Утром я заставала бабулечку в уборной, говорящей по телефону деловым и значительным тоном:
– Да, Виталий Иванович, я сейчас в исполкоме, да. Очень занята. Я вам брякну позже, хорошо? Как Фаечка? – смягчала она голос. – Дай бог вам здоровья, Виталий Иванович, до свидания, мой хороший, до свидания.
Сегодня все как-то странно. Началось с того, что мне приснился Карл Маркс. Ждали еще какого-то Харитонова, но интрига не разрешилась – Харитонов не пришел. Под утро пришла SMS от бабулечки: «Марея, я ср». Ну, я в панике перезваниваю. Оказывается, что она сегодня средне себя чувствует. Спрашиваю, как дела. Она рассказывает историю про то, что ее выгнали из клуба пенсионеров. Из-за пустяка. Укусила за ногу какую-то старуху. Как пояснила бабулечка – в игре.
– Дуры набитые, – рокотала она в трубку, – ни ума, ни фантазии!
В уме и фантазии бабулечки никто никогда не сомневался. Не представлялось возможности.

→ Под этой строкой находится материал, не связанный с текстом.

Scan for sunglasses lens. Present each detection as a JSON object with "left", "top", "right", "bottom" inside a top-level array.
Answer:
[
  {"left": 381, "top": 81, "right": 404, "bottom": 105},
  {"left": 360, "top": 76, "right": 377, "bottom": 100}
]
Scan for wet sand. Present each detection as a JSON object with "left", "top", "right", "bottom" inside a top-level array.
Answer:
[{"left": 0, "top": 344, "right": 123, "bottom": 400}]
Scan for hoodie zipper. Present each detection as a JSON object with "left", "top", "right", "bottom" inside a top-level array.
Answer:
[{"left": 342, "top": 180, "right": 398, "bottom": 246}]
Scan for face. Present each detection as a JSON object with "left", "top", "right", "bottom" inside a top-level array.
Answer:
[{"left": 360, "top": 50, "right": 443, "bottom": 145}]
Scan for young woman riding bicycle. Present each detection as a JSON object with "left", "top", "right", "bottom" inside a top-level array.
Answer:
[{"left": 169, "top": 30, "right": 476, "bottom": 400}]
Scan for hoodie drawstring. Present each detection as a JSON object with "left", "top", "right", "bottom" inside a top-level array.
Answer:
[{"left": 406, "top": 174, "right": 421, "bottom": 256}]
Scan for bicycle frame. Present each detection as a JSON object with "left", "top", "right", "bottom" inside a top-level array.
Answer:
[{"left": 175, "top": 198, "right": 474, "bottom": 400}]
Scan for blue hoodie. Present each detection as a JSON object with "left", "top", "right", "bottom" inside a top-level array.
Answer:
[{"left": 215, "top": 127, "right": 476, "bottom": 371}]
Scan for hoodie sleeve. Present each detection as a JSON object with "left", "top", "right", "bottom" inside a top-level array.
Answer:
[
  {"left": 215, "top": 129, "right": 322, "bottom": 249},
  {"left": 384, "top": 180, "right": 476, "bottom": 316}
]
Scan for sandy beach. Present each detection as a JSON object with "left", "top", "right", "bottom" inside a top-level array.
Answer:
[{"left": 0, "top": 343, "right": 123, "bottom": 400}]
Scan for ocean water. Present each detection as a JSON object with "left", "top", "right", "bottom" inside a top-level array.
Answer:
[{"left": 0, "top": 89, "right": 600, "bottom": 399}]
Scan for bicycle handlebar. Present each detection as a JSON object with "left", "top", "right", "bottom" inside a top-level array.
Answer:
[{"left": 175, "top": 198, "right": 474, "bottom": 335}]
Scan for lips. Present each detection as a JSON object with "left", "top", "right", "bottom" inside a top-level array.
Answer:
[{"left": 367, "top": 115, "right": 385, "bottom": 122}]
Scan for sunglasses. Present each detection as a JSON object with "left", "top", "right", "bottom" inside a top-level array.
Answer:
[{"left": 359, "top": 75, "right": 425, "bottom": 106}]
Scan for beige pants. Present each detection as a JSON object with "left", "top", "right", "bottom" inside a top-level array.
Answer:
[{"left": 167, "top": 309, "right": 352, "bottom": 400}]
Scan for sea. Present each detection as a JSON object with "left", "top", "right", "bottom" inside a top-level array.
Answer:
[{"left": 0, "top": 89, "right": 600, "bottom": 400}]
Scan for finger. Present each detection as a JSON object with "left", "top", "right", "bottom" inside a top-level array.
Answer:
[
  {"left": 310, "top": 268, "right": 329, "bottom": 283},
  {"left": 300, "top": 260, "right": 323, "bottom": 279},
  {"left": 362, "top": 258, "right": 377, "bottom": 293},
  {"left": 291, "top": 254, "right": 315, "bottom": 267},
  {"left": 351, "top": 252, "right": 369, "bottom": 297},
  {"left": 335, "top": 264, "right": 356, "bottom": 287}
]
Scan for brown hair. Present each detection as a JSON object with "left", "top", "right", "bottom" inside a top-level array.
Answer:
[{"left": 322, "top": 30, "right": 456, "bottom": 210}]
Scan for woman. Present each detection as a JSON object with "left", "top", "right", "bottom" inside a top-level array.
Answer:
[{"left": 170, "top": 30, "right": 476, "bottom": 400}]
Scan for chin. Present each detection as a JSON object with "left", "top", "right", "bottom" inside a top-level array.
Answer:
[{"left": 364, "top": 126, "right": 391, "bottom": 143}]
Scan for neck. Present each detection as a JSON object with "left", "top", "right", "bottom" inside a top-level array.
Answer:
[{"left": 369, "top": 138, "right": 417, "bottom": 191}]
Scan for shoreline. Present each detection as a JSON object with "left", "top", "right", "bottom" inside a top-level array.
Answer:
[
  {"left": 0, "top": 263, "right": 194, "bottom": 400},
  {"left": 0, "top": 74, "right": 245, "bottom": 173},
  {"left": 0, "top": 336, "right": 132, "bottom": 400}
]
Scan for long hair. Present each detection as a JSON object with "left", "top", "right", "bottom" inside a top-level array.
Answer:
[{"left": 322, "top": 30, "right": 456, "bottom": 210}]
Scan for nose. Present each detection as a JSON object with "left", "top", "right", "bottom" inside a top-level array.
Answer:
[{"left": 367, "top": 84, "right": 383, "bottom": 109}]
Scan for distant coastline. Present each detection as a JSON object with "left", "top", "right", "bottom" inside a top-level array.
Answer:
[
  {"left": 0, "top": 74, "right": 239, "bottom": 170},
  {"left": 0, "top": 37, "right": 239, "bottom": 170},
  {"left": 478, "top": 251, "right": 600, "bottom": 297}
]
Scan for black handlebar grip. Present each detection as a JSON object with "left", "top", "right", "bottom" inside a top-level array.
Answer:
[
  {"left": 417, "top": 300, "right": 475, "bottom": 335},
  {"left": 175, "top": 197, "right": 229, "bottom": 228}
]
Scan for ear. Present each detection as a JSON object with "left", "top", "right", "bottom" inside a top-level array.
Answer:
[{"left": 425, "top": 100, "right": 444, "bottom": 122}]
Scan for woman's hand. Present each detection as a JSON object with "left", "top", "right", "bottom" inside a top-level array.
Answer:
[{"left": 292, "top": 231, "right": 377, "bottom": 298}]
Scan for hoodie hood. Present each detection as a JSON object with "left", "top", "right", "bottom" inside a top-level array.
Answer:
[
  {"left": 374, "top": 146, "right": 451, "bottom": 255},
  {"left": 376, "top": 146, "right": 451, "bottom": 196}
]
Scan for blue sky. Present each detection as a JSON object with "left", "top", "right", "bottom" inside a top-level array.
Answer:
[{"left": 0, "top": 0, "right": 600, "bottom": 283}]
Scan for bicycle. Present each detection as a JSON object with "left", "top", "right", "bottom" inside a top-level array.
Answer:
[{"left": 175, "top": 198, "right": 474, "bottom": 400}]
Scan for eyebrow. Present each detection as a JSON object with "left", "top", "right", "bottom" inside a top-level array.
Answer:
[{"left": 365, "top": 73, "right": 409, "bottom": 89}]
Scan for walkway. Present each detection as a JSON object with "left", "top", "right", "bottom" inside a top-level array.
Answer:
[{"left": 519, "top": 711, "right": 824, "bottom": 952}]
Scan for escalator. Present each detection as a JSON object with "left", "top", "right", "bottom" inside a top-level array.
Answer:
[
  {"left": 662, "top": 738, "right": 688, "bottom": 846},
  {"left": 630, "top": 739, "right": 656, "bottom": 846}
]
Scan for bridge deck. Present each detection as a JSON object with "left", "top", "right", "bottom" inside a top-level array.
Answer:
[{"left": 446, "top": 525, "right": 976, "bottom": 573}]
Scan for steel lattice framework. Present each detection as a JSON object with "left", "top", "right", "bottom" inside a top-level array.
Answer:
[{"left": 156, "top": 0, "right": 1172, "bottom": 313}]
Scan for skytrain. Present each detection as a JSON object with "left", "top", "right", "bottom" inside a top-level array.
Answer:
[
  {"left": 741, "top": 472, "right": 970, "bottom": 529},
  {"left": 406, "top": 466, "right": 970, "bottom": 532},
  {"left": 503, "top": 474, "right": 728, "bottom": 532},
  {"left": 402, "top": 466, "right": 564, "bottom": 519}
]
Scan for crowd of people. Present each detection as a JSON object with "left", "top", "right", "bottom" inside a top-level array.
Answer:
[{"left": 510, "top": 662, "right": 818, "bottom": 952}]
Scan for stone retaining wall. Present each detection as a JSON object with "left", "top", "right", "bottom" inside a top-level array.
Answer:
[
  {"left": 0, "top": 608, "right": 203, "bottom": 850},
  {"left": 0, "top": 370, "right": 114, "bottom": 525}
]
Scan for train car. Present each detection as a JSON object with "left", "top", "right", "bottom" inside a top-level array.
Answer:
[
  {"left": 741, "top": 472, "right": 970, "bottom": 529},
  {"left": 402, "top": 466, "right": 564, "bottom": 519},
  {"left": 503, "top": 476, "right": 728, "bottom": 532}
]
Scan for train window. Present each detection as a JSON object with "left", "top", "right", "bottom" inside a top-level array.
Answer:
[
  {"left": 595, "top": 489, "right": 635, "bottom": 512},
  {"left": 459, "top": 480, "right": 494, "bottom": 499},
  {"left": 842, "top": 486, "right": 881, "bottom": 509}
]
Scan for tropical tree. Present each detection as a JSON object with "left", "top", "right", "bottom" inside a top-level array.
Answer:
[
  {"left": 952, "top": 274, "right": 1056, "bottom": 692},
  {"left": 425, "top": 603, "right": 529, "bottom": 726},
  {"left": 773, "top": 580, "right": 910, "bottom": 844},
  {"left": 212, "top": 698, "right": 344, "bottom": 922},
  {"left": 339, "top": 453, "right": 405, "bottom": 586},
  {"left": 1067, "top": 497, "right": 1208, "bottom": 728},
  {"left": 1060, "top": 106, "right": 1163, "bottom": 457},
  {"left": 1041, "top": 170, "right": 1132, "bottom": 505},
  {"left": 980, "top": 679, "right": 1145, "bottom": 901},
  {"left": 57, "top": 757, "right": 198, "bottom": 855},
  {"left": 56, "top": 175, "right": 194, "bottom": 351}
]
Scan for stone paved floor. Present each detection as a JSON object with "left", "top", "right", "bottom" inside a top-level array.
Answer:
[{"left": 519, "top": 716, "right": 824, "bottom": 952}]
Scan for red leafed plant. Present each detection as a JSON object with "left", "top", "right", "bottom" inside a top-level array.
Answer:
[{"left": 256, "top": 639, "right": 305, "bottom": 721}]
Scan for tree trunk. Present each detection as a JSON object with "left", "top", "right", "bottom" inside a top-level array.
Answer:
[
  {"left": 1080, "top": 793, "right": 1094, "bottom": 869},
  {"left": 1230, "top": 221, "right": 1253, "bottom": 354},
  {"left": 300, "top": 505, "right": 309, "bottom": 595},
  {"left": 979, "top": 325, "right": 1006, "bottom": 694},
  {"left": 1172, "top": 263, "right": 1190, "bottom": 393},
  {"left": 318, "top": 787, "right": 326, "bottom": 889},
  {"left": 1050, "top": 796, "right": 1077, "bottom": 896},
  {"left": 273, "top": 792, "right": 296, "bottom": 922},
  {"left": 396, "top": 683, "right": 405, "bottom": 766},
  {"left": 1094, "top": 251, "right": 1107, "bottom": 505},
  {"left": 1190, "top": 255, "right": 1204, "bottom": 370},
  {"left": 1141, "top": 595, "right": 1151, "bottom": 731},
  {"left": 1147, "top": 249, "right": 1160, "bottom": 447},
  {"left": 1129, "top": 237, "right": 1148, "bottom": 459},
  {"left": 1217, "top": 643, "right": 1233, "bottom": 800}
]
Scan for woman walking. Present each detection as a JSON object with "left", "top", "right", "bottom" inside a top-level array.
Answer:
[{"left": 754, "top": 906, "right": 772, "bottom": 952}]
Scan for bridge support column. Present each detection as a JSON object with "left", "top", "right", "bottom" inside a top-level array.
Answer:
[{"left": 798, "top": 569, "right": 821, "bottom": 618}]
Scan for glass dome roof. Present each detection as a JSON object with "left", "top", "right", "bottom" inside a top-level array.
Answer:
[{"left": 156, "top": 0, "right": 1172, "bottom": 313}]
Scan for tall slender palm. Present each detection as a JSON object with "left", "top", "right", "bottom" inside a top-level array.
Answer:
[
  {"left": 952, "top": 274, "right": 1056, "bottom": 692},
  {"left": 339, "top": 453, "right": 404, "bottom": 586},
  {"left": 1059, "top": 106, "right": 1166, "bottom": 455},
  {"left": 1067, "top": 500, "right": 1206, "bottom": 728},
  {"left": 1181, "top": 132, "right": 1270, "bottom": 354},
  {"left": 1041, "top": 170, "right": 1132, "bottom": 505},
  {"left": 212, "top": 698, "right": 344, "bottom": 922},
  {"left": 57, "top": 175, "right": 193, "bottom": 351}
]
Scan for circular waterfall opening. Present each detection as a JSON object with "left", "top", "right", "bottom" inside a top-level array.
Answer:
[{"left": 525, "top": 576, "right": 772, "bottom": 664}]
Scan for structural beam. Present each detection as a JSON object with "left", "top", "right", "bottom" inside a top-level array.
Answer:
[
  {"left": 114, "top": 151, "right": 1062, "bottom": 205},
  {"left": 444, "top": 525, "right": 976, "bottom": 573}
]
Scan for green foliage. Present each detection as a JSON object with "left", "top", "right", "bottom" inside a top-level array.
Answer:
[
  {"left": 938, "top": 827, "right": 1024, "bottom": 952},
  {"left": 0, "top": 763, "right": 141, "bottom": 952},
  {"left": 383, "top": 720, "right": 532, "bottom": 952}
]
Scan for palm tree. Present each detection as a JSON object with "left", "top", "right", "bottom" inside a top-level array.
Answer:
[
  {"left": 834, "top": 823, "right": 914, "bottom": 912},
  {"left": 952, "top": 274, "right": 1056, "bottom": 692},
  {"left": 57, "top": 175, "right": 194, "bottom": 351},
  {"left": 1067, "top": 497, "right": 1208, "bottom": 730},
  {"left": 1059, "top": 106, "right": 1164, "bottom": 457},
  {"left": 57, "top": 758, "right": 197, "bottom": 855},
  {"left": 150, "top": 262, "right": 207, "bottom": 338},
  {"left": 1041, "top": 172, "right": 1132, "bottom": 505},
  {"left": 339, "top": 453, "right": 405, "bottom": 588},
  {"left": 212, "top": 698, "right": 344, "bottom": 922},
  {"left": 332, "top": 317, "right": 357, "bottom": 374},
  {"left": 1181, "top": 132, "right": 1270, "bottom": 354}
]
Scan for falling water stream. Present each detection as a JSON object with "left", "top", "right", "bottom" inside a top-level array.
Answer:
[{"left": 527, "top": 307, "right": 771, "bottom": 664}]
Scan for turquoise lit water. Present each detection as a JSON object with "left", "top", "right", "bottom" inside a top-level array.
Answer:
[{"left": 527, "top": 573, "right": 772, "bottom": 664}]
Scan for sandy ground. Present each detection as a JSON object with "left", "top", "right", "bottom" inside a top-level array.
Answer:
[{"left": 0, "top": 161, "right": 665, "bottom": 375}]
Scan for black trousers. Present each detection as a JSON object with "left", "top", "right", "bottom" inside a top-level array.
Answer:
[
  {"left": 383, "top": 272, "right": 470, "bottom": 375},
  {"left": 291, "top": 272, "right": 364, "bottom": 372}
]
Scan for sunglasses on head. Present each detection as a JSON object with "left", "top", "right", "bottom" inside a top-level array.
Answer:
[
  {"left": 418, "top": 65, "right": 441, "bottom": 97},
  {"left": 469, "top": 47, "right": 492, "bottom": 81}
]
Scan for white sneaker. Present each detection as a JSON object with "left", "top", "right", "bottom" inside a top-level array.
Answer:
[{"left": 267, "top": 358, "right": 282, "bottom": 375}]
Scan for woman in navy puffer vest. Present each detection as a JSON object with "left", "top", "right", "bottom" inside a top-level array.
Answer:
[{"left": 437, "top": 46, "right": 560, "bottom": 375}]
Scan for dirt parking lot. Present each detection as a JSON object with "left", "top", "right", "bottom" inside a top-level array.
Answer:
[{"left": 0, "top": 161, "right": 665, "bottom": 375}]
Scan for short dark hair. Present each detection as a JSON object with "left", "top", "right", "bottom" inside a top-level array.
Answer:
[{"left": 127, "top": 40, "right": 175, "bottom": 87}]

– Сегодня с трёх до пяти у меня окно, – говорит бабулечка, – и я намерена мстить. Позвоню Петруше (единственный дед в клубе), приглашу на рюмочку. Как твой?
Я говорю:
– Прекрасно, третьего дня его чуть кухней не прибило.
– Хуевина ты от часов, Марея, – говорит бабулечка. – Только-только замуж удачно вышла. Подкрашиваться-то не забываешь?
Нет, я сегодня точно какая-то странная. Как будто не я это. Пошла даже посмотрела на себя в зеркало, и почему-то вспомнился смешной случай. Едем с друзьями в гости в область. Толстенький нелепый автобус набит телами, мехами, сумками, раздражением. Шофер, не желая задерживаться на очередной остановке, наблюдая битву за место среди тел, плюет в салон:
– У «Родины» выходят?
Мы, не сговариваясь, хором:
– Нет, уродины едут дальше!
Я сегодня гриб. Кошка Фрося согласна. Приходила с утра по груди потоптаться, так была обозвана слоном-пылесборником и высажена восвояси. Пришлось обидеться, срочно меня забыть и пропасть. Ушла через телепорт в иные миры. Только хвост из-под кресла торчит. Не пролезает уже, что ли? Или перевес и хвост пришлось оставить?
Еще сегодня шпица зову только по национальности – шпицем. Знаю, некрасиво, но грибам можно. У бабулечки есть чайный гриб, и она его любит, меняет ему воду, чаем и сахарным сиропом подкармливает. Разговаривает с ним, потом пьет его. Говорит:
– Хочешь?
Я говорю:
– Друзей не пью.
Бабулечка говорит:
– Смотри сама, девка, тебе жить. Гриб – он и по углам не ссыт, и двери спальни по утрам не вышибает. И вкусный, зараза.
Бабулечка умеет разговаривать по-древнему, и это во мне все всколыхивает. И мне сразу кажется, что она царь-грибница, а я из нее в пятисотый раз прорастаю и каждый раз удачно.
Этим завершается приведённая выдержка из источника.